6) Convivia said (on 02/28/03 at 02:23 PM):

I don't know if one always feels a "spark" right away. That's the reason for ye olde-fashioned dating customes, you know? People get to know each other over a couple of dates and then they either leap into bed like crazed weasels, or they never see each other again.

Worked for me and my lovely husband.

7) Nat said (on 02/28/03 at 02:46 PM):

I'm normally one of those 'jump into bed like crazed weasels on the first date if it feels right' kinda gal, but in this case...well, he just sounds so perfect for you--a partner in crime and someone to giggle with, and even his room-mate thought there was potential!

I say wait and see if he emails you and if he does, then give him at least another chance/date.

Nat

8) marquito said (on 02/28/03 at 08:44 PM):

All my dates after I turned 19 or 20 have been like this. No physical chemistry. I completely understand having nothing to attract you to a date. It's pretty sad, actually. Anyway, just tell him you'd like to be friends if he happens to write you; tell him he's a really nice guy and you had a great time on the date, but you don't have sexual feelings for him. Do you have any indication that telling him that would crush him? Did he seem to be into you?

9) marquito said (on 02/28/03 at 08:51 PM):

Wait a minute!

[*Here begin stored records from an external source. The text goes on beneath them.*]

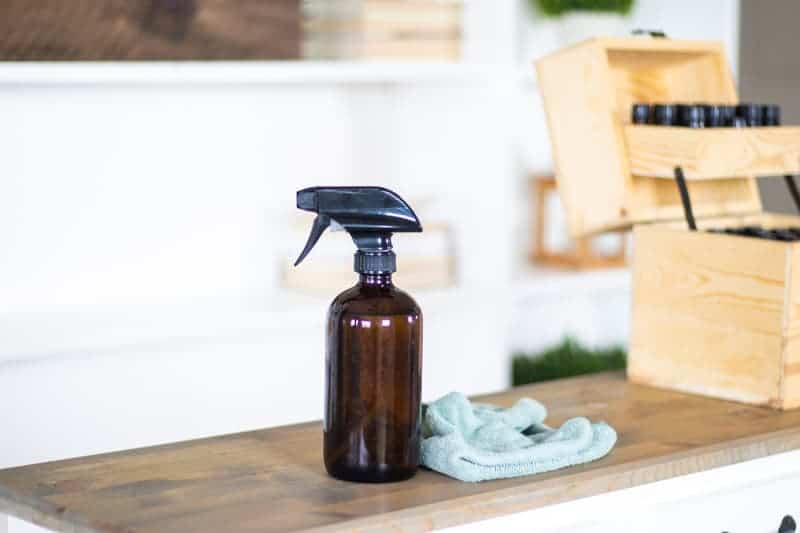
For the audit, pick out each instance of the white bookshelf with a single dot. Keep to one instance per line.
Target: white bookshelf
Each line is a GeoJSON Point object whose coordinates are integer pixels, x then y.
{"type": "Point", "coordinates": [250, 73]}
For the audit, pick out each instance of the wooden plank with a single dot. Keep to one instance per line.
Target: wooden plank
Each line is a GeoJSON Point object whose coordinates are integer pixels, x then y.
{"type": "Point", "coordinates": [149, 29]}
{"type": "Point", "coordinates": [273, 480]}
{"type": "Point", "coordinates": [591, 167]}
{"type": "Point", "coordinates": [790, 370]}
{"type": "Point", "coordinates": [713, 153]}
{"type": "Point", "coordinates": [708, 312]}
{"type": "Point", "coordinates": [588, 90]}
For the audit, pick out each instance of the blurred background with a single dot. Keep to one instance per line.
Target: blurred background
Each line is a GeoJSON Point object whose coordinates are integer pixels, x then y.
{"type": "Point", "coordinates": [150, 153]}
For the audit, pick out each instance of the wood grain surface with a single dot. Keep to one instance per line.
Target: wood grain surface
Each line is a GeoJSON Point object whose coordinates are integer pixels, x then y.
{"type": "Point", "coordinates": [713, 153]}
{"type": "Point", "coordinates": [588, 90]}
{"type": "Point", "coordinates": [273, 479]}
{"type": "Point", "coordinates": [54, 30]}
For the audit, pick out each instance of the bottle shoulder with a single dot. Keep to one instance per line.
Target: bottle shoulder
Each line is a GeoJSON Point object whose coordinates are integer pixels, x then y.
{"type": "Point", "coordinates": [365, 300]}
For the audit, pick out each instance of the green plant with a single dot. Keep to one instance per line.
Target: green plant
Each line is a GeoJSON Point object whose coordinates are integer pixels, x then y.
{"type": "Point", "coordinates": [557, 8]}
{"type": "Point", "coordinates": [569, 358]}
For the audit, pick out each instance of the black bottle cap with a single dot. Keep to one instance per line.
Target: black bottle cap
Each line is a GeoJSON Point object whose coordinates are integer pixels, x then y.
{"type": "Point", "coordinates": [751, 113]}
{"type": "Point", "coordinates": [692, 116]}
{"type": "Point", "coordinates": [680, 113]}
{"type": "Point", "coordinates": [374, 263]}
{"type": "Point", "coordinates": [369, 214]}
{"type": "Point", "coordinates": [640, 114]}
{"type": "Point", "coordinates": [714, 116]}
{"type": "Point", "coordinates": [665, 114]}
{"type": "Point", "coordinates": [728, 114]}
{"type": "Point", "coordinates": [771, 114]}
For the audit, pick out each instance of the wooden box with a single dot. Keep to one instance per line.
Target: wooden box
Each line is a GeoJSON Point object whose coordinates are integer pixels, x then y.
{"type": "Point", "coordinates": [712, 314]}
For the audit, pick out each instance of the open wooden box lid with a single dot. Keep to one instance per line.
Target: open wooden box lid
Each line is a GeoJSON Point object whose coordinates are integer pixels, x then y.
{"type": "Point", "coordinates": [612, 174]}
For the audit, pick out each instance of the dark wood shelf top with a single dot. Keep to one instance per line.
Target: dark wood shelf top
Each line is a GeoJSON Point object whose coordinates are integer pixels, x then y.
{"type": "Point", "coordinates": [273, 479]}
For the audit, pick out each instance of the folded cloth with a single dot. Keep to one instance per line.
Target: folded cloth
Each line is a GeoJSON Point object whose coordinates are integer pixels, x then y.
{"type": "Point", "coordinates": [478, 442]}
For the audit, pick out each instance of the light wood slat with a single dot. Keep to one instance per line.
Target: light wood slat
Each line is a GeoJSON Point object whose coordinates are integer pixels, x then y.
{"type": "Point", "coordinates": [717, 153]}
{"type": "Point", "coordinates": [273, 480]}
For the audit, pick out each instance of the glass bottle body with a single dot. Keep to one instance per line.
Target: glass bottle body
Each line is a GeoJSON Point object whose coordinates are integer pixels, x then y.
{"type": "Point", "coordinates": [373, 383]}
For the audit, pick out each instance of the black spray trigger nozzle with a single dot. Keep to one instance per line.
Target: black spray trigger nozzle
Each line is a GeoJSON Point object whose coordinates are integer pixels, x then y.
{"type": "Point", "coordinates": [320, 224]}
{"type": "Point", "coordinates": [369, 214]}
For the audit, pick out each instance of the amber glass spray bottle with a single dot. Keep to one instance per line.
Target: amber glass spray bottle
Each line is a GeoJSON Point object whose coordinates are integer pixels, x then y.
{"type": "Point", "coordinates": [373, 357]}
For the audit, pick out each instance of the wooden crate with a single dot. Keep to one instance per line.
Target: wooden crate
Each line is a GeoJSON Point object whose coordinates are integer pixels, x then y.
{"type": "Point", "coordinates": [712, 314]}
{"type": "Point", "coordinates": [717, 315]}
{"type": "Point", "coordinates": [580, 255]}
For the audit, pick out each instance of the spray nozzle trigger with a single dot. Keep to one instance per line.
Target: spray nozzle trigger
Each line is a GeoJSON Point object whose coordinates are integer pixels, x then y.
{"type": "Point", "coordinates": [321, 223]}
{"type": "Point", "coordinates": [369, 214]}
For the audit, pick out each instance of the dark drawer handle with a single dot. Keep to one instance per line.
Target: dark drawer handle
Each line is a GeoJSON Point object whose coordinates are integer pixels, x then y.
{"type": "Point", "coordinates": [788, 525]}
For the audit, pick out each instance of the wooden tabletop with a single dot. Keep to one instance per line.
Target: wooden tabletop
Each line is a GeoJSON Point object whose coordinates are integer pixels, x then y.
{"type": "Point", "coordinates": [273, 479]}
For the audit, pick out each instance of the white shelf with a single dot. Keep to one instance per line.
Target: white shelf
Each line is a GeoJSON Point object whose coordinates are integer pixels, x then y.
{"type": "Point", "coordinates": [537, 280]}
{"type": "Point", "coordinates": [247, 73]}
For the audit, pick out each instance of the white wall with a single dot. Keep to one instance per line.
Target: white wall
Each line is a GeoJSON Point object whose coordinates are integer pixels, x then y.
{"type": "Point", "coordinates": [142, 222]}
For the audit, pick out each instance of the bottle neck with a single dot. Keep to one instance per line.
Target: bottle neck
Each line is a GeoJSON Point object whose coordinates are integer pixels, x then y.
{"type": "Point", "coordinates": [376, 279]}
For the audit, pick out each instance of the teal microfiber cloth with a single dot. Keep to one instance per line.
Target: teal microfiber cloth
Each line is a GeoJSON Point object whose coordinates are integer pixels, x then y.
{"type": "Point", "coordinates": [478, 442]}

This guy stood you up!! What was his excuse and how did he make up to you?!

10) Patrick said (on 02/28/03 at 09:51 PM):

Notwithstanding the Jane Austenite desires of others, I say go with your gut - you will know deep down if there is any potential between you. Your first response is not necessarily the most accurate one, although you seem pretty strong to me, but given that your crappy weekend may have affected your faith in yourself and humanity, try this patented technique: Look at yourself in the mirror and ask yourself if you feel you would like it to go any further. The answer will be crystal.

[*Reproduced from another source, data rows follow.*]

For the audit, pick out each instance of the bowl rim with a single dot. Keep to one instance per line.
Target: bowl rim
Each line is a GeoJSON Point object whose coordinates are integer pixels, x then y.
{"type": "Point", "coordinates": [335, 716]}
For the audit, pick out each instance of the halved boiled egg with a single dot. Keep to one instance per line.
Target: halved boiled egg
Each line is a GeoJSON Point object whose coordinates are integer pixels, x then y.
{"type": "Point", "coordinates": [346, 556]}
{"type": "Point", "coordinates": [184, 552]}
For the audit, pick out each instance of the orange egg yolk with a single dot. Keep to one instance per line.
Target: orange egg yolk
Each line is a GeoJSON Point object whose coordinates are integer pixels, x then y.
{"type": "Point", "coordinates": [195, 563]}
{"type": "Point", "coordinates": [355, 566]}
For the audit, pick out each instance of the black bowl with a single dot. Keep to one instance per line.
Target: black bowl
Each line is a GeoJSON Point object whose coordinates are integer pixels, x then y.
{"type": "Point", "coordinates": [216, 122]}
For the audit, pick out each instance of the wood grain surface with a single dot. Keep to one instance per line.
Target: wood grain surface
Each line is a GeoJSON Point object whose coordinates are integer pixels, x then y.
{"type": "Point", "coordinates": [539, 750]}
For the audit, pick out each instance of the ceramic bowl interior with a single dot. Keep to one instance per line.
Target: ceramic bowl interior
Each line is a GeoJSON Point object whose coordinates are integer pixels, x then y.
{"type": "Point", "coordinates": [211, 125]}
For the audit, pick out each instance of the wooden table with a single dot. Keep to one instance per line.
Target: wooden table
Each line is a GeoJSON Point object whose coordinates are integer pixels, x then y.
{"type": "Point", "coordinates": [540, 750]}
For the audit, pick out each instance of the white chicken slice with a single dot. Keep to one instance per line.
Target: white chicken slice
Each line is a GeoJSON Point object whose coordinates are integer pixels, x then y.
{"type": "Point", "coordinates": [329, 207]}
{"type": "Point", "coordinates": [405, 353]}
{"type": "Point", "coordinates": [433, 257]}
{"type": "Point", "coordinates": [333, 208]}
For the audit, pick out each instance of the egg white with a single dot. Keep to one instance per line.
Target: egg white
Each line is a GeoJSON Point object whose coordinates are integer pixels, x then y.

11) jeffrey said (on 03/ 3/03 at 01:27 PM):

everyone is saying give it time. but if you're not attracted to him how are you ever going to enjoy sex? i'm in the exact same boat. met a guy last night from a personal ad. he's the only one i replied to ever. seems totally cool and interesting but he's not my type. it's a problem that my type is construction workers and lumberjackers. i *could* fake it for the sake of getting some with an interesting person. but why? now i have to make the call/email that basically says you're interesting but i'm shasllow and don't like how you look. uhh what to do?